The Digital Age Is Making Us Physically and Mentally Lazy?

The Digital Age Is Making Us Physically and Mentally Lazy? When presented with a range of statements in the formal essay paper of my English mock exam, one in particular stood out: “The Digital Age is making us physically and mentally lazy.”

It seemed far more interesting than the other standard subjects, sport, politics, national pride, obesity, cyber-bullying, and more sport. None of which I really felt I could write about, yet alone complete a full essay in less than the 30 minutes I had allocated to the article.

Despite the single line scrawled on my planning sheet, my topic really got me thinking. Spending the amount of time I do on the computer, I have pretty strong views on this subject.

The digital age is making us lazy?

Physically; yes, I couldn’t agree more. In years gone past, watching a film would have involved walking to the cinema, but thanks to the technology today, there is almost no need. Why would you, when at the click of a button, the film can be instantly streamed to the viewer’s choice of device? Be it an iPod, laptop, cell-phone, minimal effort is needed.

Also, with the prices and plans of portable cellular telecommunications devices dropping in price, one can be connected with their “bestmate” with a singly thumb-movement. I could be very “old fashioned” and say that in the past, keeping in contact involved physical exertion and walking around to your friends house, but no, one still needed to get up and walk to use the landline telephone in the hallway, before cell-phones rendered them and the effort involved pointless.

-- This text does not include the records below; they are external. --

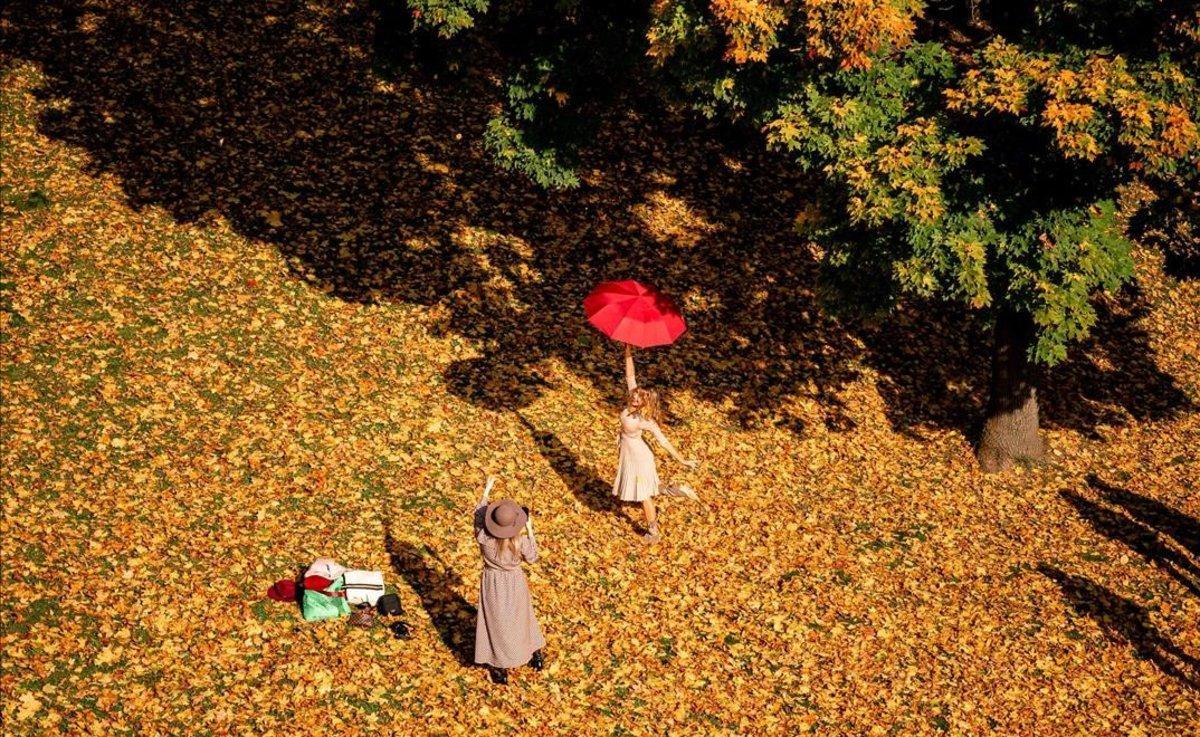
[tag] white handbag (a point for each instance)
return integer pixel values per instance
(363, 586)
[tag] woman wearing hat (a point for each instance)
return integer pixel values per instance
(507, 633)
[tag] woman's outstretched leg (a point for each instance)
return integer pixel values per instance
(652, 519)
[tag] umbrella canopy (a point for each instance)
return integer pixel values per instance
(634, 313)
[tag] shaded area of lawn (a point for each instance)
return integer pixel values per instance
(276, 118)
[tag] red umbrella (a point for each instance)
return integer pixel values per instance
(634, 313)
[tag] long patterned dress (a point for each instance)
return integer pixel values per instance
(507, 631)
(637, 477)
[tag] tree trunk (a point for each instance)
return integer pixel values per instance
(1011, 431)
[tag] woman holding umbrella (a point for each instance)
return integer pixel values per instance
(637, 315)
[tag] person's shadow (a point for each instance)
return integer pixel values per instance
(437, 585)
(583, 480)
(1125, 621)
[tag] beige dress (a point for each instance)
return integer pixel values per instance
(637, 478)
(507, 631)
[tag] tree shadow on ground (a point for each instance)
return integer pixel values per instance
(1108, 381)
(437, 585)
(274, 117)
(1139, 538)
(585, 483)
(1180, 527)
(1125, 621)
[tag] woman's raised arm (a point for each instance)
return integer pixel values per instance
(630, 377)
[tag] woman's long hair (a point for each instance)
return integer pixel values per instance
(507, 549)
(647, 401)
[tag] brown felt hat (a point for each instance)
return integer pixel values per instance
(504, 519)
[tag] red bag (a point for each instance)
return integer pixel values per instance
(285, 589)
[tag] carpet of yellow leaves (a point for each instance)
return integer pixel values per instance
(199, 401)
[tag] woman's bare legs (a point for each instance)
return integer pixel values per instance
(652, 517)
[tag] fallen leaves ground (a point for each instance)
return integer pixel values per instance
(298, 316)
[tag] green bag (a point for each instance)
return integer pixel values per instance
(316, 605)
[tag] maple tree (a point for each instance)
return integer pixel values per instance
(265, 295)
(1001, 174)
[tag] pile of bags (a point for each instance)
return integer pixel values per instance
(328, 591)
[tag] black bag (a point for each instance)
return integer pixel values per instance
(389, 605)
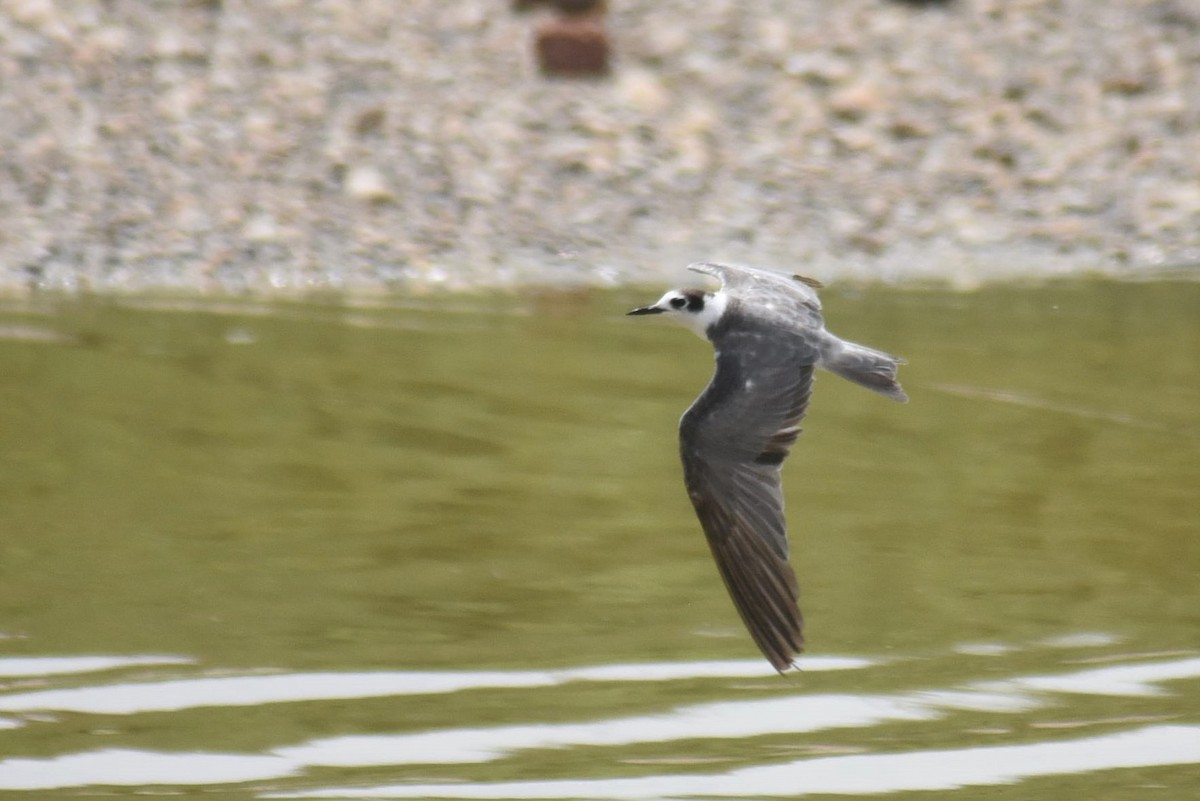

As for mentally lazy, I have to disagree. Young people are generally becoming more and more informed, thanks to the power of the internet. In order for this to happen, their brains would need to be engaged. Digital devices make our lives easier, but they do not erase the need to think. While technology solves many problems, it also creates new ones.

Ones that rely on the human element for solutions.

Just because you have the two photos stored on your computer hard drive, along with the editing software, does not mean that no mental effort is needed to successfully merge the two images. The essential element of the human brain is needed for the solution; selecting colours, brushes, layers, filters, and so on. Those skills do not come magically, but instead are something mastered after practice and gaining the relevant skills. Whoever said the digital age was making us lazy?

The digital age is also encouraging young people to question; question their lives, the world, scientific “knowledge”, question the direction of the future. Play computer games and watching television is not simply watching a dot move across a screen anymore. Instead it provides people with opportunities to think –and dream- about more, what is possible.

One of the drawbacks of the digital age may be the physical impacts of becoming lazy, due to the redundancy of exercise, but mentally it is almost the opposite. People now have access to resources and opinions which are changing their lives and the way they think. Extending the way they think.

How could that be making us mentally lazy?